Still, the devastating civil war in Syria causes millions of people to flee to the neighbour country of Lebanon. In the terribly overcrowded refugee camps, they are forced to live in conditions of extreme poverty and little space. With mobile clinics, humedica teams provide urgently-needed medical aid to physically and emotionally suffering refugees.

The German doctor Anna Schappert from Mainz is currently on her first medical mission abroad with humedica and would like to give you an account of the current situation and the health status of the needy Syrian refugees in Lebanon.

“By now I’ve been working in the east of Lebanon as a member of a humedica team for one week. With our mobile clinics, we travel to different refugee camps every day and, in each camp, tend to 60-80 patients.

In the past week, we mostly treated young people with skin and worm infections as well as headaches and joint pains. Due to the late beginning of spring and the long and wet cold period, there is a high incidence of respiratory and influenza-like infections. Luckily, serious illnesses are quite rare.

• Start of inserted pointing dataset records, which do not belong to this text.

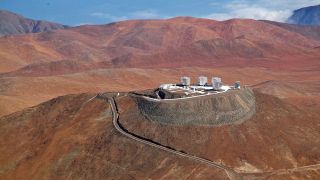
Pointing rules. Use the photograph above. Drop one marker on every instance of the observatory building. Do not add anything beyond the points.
(185, 81)
(216, 83)
(203, 81)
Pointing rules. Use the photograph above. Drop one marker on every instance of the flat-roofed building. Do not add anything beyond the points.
(237, 85)
(203, 80)
(186, 81)
(216, 83)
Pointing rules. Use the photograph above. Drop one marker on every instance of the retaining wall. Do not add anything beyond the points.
(223, 108)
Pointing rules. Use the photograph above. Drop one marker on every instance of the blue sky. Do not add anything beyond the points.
(77, 12)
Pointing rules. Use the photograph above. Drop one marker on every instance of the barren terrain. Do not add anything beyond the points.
(72, 136)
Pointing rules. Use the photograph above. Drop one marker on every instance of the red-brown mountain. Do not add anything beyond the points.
(11, 23)
(177, 42)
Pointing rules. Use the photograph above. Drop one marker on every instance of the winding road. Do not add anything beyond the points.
(233, 175)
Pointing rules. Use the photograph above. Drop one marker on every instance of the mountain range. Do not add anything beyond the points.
(306, 16)
(54, 123)
(12, 23)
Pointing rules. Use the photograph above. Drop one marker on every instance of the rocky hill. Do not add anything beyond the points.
(173, 42)
(73, 137)
(11, 23)
(306, 16)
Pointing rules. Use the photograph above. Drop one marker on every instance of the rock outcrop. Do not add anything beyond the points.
(232, 106)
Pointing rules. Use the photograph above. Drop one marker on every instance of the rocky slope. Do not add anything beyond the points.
(306, 16)
(176, 42)
(11, 23)
(72, 137)
(278, 137)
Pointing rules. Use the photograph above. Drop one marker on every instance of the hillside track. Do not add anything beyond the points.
(233, 175)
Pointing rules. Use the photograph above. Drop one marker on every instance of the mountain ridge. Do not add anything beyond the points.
(12, 23)
(306, 16)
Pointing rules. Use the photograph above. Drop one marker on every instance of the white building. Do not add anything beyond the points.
(203, 80)
(237, 85)
(186, 81)
(216, 83)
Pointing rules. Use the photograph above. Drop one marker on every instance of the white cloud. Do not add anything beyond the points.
(278, 10)
(109, 16)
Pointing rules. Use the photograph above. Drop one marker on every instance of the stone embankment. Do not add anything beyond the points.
(216, 109)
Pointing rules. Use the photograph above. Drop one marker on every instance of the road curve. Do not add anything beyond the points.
(231, 173)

When we diagnose patients with chronic diseases like diabetes or asthma, we send them to health care centres in the Lebanon where, for a low consultation fee equivalent to about one euro, they receive the necessary medication.

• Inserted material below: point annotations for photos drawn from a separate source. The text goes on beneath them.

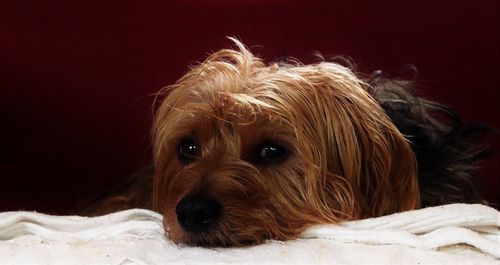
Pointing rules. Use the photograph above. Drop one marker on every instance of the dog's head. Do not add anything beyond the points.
(246, 152)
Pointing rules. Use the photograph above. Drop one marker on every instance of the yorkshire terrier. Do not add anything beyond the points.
(245, 152)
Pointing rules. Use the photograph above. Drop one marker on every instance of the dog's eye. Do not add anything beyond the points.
(188, 150)
(272, 153)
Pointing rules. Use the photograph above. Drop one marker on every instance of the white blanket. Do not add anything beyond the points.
(451, 234)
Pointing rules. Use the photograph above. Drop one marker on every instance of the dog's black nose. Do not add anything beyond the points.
(197, 214)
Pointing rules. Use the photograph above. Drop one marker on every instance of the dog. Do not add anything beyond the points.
(245, 152)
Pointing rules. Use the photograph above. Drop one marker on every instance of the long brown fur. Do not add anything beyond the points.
(347, 159)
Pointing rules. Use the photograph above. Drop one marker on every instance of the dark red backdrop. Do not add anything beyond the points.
(76, 76)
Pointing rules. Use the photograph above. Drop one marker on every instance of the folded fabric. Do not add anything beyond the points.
(450, 234)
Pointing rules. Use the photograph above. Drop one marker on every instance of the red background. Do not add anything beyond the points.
(76, 77)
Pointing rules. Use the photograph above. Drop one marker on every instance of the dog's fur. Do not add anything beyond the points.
(353, 148)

Apart from physical ailments, the Syrian refugees suffer emotionally due to the prevalent conditions of poverty and despair and the traumatic experiences they have gone through. While in adult patients this emotional distress often expresses itself in chronic pains, children tend to suffer from inexplicable symptoms like hair loss and urinary incontinence.

For these people it is often important that we are simply there and listen to their sorrows. The emotional distress related to not knowing how long the crisis in Syria will last and when they will be able to return to their homes adds to the physical suffering of the displaced Syrians.

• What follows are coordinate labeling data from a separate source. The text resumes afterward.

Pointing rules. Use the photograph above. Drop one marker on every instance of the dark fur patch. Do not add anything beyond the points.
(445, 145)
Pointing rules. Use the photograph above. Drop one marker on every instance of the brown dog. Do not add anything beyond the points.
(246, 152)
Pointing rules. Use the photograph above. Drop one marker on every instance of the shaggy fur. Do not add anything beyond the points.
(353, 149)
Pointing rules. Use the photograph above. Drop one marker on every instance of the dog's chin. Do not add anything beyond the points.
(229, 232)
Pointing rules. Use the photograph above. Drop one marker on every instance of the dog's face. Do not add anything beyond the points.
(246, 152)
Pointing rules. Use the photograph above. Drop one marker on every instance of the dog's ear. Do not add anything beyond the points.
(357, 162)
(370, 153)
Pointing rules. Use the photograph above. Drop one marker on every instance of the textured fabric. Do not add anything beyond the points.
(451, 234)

The refugee camps have mostly been set up on fields, and the refugees, most of whom have already spent more than a year there, pay a common contribution to the Lebanese farmers who own the territory.

Autonomous structures have developed in the refugee camps. Each camp has a leader who acts as a contact person for us and whose tent we can usually use as a treatment room.

The tent offers space for an examination table where the humedica doctors and translators take a seat. Apart from that, there is space for a little dispensary where we hand out medication to the patients and treat their wounds. During the consultation hours, we are always offered tea and coffee by the committed wives of the camp leaders.

At the end of a long working day, our ears are often ringing due to the little space and the continuing level of noise. Yet the gratitude of these people, their readiness to help, the laughing children and their eagerness to help us with reloading our medication, easily make us forget all the stress.”